What of the second benefit? There is undoubtedly a psychological effect of seeing the words “last-minute discount” or similar on a price. It makes you feel as if you are getting a good deal. If you do want to take advantage of this as a seller, then we recommend that the best way to do this is to apply an automatic increase in the price that you send to booking that counteracts the discount, In other words, the price you send is the one you originally wanted to send, but you get them saying that it is a discount. This is worth the time, if you have it, but does lead to coordination issues. You will need to set up an adjustment on your software to counteract the discount – e.g. for a 20% discount, you will need to increase the price you send by 25% to achieve the same end-price (here you can Download a spreadsheet to calculate the adjustment you would need to make). You will also need to make sure that all of your channels are offering the same discount. Expedia, Airbnb, etc. should all be the same so you don’t have rate parity issues. And most importantly your own booking engine needs to have the discount so that people who go to your website always get at least as good a deal as if they are on an OTA.

Easily controllable and non-overlapping discounts like ‘Early Bird’ and ‘Last Minute’ discounts lend themselves well to this scenario. You can set up lead-time dependent adjustments in dynamic-pricing software to exactly counteract them. The ‘Last Minute’ booking.com discount currently also has the benefit of pushing your ranking higher on mobile searches.
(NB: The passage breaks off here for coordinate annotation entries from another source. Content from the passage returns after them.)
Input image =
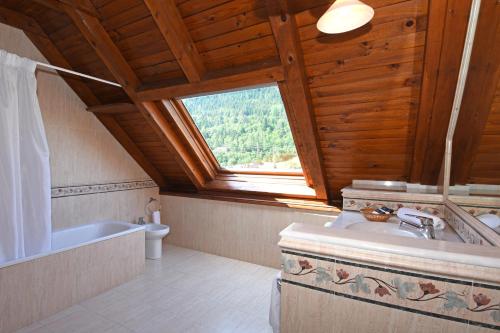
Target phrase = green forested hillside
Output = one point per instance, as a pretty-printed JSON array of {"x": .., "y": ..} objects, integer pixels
[{"x": 245, "y": 128}]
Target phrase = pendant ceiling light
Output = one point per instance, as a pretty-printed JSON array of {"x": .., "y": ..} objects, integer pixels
[{"x": 345, "y": 15}]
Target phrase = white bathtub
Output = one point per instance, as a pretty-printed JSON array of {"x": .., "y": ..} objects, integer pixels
[
  {"x": 69, "y": 238},
  {"x": 84, "y": 261},
  {"x": 85, "y": 234}
]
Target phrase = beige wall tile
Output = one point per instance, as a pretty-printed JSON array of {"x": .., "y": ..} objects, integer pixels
[
  {"x": 82, "y": 151},
  {"x": 236, "y": 230}
]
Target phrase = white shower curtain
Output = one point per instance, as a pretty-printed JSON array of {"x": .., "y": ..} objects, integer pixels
[{"x": 25, "y": 215}]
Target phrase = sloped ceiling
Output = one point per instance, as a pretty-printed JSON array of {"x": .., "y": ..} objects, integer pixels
[{"x": 365, "y": 87}]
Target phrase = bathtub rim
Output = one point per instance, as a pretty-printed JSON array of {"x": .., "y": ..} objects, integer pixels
[{"x": 132, "y": 228}]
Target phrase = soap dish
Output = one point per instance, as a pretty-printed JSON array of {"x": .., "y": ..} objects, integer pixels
[{"x": 370, "y": 216}]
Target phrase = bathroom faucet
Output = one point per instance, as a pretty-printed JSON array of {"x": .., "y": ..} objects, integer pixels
[{"x": 426, "y": 226}]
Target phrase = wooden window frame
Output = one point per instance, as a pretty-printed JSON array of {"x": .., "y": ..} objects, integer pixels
[{"x": 213, "y": 160}]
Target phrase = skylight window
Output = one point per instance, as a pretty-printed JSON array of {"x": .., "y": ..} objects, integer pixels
[{"x": 246, "y": 129}]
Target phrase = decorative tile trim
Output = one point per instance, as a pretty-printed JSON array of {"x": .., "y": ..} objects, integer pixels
[
  {"x": 440, "y": 297},
  {"x": 69, "y": 191},
  {"x": 477, "y": 210},
  {"x": 357, "y": 204}
]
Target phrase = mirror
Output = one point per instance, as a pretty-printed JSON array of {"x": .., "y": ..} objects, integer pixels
[{"x": 475, "y": 160}]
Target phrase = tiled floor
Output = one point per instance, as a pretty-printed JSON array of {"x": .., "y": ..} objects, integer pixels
[{"x": 187, "y": 291}]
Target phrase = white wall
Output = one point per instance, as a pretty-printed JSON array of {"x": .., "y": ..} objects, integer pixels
[
  {"x": 235, "y": 230},
  {"x": 82, "y": 151}
]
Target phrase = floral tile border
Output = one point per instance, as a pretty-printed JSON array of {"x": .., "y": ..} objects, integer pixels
[
  {"x": 357, "y": 204},
  {"x": 435, "y": 296},
  {"x": 68, "y": 191}
]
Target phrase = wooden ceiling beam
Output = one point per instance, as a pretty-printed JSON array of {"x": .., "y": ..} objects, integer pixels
[
  {"x": 174, "y": 31},
  {"x": 296, "y": 95},
  {"x": 235, "y": 80},
  {"x": 108, "y": 52},
  {"x": 59, "y": 5},
  {"x": 180, "y": 117},
  {"x": 115, "y": 108},
  {"x": 122, "y": 137},
  {"x": 43, "y": 43},
  {"x": 482, "y": 79},
  {"x": 446, "y": 29}
]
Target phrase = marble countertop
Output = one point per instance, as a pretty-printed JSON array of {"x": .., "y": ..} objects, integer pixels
[
  {"x": 347, "y": 217},
  {"x": 443, "y": 250}
]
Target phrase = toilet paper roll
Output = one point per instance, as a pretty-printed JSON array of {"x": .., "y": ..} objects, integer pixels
[{"x": 156, "y": 217}]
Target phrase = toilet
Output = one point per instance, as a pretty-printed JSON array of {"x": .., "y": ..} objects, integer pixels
[{"x": 154, "y": 235}]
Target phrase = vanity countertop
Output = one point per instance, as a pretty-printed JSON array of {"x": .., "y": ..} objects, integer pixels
[
  {"x": 347, "y": 218},
  {"x": 326, "y": 241}
]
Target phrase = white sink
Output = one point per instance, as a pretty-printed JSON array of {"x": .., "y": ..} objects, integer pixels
[
  {"x": 356, "y": 221},
  {"x": 384, "y": 228}
]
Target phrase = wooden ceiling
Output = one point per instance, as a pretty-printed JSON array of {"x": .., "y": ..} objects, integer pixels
[{"x": 373, "y": 103}]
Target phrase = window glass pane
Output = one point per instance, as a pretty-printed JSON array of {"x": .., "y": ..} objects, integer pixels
[{"x": 246, "y": 129}]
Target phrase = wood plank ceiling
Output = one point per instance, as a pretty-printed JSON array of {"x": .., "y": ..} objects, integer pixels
[{"x": 361, "y": 90}]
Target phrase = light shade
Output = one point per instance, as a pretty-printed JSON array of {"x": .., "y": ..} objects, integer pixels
[{"x": 344, "y": 15}]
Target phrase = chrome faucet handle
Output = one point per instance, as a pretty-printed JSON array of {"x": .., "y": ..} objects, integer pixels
[{"x": 426, "y": 226}]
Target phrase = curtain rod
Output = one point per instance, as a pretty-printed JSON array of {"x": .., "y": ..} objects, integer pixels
[{"x": 77, "y": 73}]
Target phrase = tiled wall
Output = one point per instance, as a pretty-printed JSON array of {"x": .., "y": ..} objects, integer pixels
[
  {"x": 382, "y": 296},
  {"x": 235, "y": 230},
  {"x": 82, "y": 151}
]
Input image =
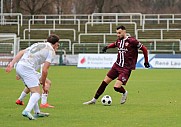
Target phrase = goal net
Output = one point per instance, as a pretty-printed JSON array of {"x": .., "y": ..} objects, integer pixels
[{"x": 9, "y": 47}]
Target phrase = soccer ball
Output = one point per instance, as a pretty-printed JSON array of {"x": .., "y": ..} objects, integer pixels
[{"x": 106, "y": 100}]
What about the third benefit? An improvement in your ranking. This is clearly a great help. Your likelihood of being booked drops precipitously if you are on page 2. I know of some very small properties that rely on giving Genius and Genius Dynamic discounts to get enough visibility. This is a decision that you will need to make but we would recommend not making these discounts too large. One alternative option is to increase the commission you pay, which will also increase your ranking. It is possible now to even specify which days you want to increase commission on, so you can target it on days that you would not be getting full and need more exposure.
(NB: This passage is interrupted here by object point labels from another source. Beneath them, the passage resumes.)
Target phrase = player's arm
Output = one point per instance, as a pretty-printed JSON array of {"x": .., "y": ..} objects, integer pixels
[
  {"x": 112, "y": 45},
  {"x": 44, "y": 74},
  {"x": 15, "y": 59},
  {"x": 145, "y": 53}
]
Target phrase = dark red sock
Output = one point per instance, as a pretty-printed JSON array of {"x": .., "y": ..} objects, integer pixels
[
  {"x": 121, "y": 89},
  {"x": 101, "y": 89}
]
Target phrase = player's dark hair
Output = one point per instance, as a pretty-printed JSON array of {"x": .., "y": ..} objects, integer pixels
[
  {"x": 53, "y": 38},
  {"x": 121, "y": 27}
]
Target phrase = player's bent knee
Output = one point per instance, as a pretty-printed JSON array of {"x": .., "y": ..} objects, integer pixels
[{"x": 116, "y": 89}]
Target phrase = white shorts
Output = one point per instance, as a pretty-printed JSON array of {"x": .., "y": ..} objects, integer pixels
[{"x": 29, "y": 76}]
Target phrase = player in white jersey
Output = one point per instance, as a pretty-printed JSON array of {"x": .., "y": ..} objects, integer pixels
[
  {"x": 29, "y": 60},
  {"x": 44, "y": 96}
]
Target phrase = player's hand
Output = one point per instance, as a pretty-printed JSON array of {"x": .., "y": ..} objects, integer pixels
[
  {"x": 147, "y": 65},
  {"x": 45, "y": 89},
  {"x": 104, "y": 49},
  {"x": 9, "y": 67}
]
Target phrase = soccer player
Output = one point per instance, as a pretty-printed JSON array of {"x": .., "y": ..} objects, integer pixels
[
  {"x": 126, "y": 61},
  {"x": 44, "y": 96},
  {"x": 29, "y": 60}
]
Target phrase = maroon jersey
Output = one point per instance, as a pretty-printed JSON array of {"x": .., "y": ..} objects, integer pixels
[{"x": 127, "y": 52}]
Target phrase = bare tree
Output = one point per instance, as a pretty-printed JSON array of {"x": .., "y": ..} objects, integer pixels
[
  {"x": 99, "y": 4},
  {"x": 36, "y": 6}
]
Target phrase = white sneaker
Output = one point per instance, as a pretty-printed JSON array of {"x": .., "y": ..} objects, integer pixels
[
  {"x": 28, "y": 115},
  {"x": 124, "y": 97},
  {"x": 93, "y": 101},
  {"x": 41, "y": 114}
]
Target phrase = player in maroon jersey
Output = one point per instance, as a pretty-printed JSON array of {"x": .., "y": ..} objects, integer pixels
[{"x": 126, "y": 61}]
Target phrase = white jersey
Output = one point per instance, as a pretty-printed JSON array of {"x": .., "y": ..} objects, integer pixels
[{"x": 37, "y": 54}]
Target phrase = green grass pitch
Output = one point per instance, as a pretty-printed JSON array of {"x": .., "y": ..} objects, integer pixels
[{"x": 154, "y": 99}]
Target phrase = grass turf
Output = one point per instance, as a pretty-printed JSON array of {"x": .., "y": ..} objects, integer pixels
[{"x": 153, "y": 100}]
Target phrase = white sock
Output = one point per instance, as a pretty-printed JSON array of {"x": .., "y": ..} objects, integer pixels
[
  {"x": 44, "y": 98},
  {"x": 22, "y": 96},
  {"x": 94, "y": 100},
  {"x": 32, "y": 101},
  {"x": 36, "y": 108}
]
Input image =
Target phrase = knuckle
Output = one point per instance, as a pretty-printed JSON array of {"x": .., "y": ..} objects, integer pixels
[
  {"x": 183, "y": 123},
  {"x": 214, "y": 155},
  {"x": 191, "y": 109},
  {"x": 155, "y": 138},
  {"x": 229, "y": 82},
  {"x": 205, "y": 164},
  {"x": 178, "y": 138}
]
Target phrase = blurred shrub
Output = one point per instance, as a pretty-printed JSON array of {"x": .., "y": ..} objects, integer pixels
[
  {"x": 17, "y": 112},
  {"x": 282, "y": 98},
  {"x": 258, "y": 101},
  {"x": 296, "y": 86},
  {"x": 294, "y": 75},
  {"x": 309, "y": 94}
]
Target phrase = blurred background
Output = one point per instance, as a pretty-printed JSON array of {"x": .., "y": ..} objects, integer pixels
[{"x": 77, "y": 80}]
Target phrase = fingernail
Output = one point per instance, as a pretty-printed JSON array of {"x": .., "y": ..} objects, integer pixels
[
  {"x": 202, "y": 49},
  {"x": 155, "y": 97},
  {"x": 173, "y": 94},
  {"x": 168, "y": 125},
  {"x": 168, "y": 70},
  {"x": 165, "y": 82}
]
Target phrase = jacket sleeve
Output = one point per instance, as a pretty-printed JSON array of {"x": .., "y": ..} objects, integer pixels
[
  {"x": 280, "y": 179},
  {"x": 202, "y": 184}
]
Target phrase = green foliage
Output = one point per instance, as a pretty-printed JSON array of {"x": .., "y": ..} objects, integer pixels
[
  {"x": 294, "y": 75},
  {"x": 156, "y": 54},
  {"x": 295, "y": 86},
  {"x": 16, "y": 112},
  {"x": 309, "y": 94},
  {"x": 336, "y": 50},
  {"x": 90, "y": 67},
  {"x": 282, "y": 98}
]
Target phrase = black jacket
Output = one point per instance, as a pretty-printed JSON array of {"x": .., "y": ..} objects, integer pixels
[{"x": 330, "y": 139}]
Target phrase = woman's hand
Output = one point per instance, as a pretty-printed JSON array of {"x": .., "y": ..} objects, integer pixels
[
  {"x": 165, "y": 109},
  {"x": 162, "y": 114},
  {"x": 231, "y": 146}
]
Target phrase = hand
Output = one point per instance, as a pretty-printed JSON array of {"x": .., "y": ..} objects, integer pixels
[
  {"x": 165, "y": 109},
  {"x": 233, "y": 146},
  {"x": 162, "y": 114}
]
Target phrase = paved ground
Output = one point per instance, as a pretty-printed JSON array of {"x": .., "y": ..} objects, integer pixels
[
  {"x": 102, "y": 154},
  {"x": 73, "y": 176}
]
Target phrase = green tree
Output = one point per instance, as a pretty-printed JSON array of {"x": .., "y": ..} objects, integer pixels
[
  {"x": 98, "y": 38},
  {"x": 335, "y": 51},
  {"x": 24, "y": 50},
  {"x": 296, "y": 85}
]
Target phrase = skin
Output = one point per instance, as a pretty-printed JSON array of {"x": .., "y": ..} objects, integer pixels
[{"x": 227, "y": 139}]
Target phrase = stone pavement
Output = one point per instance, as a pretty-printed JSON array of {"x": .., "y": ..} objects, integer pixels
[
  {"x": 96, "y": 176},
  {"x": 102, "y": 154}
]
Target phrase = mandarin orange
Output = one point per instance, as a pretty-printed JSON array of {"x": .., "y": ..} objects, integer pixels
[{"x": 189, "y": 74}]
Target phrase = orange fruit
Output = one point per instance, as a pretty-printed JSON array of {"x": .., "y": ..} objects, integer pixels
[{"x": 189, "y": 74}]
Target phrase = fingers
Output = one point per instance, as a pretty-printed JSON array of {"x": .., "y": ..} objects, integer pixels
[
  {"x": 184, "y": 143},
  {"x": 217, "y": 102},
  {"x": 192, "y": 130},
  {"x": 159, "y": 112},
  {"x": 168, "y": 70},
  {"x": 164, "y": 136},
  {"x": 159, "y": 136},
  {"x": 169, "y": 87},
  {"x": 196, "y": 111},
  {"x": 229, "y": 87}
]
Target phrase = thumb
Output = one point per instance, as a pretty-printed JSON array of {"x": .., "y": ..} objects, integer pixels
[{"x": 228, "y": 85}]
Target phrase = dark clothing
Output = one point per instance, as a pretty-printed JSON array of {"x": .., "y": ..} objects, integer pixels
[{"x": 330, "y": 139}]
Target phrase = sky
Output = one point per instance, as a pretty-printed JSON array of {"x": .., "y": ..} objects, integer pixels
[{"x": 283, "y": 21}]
Certainly, Matea would advise against using discounts like ‘mobile-only’ which stack on top of other discounts (meaning you end up selling too cheaply without realizing), are visible to the meta-sites (meaning you break rate-parity), and really have no logical reason for being offered. Genius country rates are another one to avoid for similar reasons.

Key Takeaways

So to summarise, our general advice would be:

Easiest Strategy: Don’t use OTA discounts; get your pricing right with good dynamic-pricing software and don’t worry.

Optimal Strategy if you want to put the time in: Use controllable OTA discounts which you replicate across all OTAs and your own website. Use dynamic-pricing software to counteract these discounts with commensurate increases. Consider using increased commission on quiet days to increase ranking on the OTAs.